Back to Issue Eighteen.
 

city of rocks

BY VICTORIA MILUCH

 

Over the phone, Jillie and Ralph agree to meet at City of Rocks. He is about to get married. She and her serious boyfriend are about to leave the country to meet his family on an island. Jillie and Ralph are flying in from opposite ends of America. He has three connections. She takes a red-eye.

City of Rocks is not a real city. It is actually a location in the desert with red rock formations growing in tall shapes that you can’t describe as anything. Jillie and Ralph can walk on the flat top of some of the rocks, in between bulbous columns of other rocks, and sometimes they can see literally only rock and turquoise sky around them. They don’t even have to imagine what being on an alien planet would feel like. When those rocks tower over, under, and around them, they are basically already there. To reduce the risk of getting lost, park rangers recommend going with a friend, family member, or lover, or, in Jillie’s case, someone with whom you have a close relationship that you never outright name but knows means something important because the two of you are using all your airline miles to basically be alone on an alien planet together.

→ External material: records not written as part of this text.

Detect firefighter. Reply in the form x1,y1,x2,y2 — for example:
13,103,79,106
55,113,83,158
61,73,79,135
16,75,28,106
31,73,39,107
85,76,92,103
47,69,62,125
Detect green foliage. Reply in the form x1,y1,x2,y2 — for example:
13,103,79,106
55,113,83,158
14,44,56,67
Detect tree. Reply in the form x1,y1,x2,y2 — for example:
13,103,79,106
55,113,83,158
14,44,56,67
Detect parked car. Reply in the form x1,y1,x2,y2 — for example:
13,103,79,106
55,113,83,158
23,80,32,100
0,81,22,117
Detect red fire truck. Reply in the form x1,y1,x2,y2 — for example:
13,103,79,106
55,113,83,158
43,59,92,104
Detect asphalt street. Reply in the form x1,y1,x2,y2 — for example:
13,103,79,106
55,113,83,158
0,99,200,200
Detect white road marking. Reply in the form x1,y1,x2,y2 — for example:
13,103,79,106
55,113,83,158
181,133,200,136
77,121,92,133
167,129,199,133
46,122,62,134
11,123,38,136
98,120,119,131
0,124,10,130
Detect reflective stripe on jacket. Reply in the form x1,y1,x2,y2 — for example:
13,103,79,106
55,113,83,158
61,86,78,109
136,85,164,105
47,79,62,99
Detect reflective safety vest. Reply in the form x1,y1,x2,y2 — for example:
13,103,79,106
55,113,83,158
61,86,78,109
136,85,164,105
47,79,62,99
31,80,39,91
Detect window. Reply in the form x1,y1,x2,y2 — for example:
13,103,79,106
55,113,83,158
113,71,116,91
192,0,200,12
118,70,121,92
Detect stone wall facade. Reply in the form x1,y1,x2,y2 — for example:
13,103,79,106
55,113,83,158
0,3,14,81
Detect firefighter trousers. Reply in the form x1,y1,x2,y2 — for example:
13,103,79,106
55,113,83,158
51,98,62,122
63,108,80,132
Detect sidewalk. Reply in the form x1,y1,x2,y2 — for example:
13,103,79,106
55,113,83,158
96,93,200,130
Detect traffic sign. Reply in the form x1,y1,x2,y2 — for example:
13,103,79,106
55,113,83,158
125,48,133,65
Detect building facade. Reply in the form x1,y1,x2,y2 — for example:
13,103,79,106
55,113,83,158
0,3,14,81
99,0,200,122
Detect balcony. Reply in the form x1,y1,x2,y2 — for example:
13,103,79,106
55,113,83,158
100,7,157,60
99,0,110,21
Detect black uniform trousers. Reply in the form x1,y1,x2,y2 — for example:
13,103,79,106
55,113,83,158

On Jillie and Ralph’s first night in City of Rocks, it rains. City of Rocks does not have roofs or beds, so Ralph and Jillie are at a loss, and also dripping wet. When they finally decide to just lie down in the mud-dirt, a lightning strike of luck illuminates a cave. They climb inside and crawl back as far as they can, which is not very far. The cave is the exact size of their two bodies. Jillie takes this as a sign that everything is going to be okay. The two of them curl up and burrow into each other like a couple of kangaroo rats.

The next morning it’s still raining, and neither Ralph nor Jillie have a plastic poncho, a raincoat, or an umbrella. Jillie tries not to take this as a sign that she is ill prepared for whatever it is she has gotten herself into. Shivering and trying to walk as though they are one human instead of two, Jillie and Ralph walk around City of Rocks. They explore small mesas and miniature bowl-shaped valleys. They slip through thin openings and climb onto steep-drop precipices. The landscape is very bare, very sparse.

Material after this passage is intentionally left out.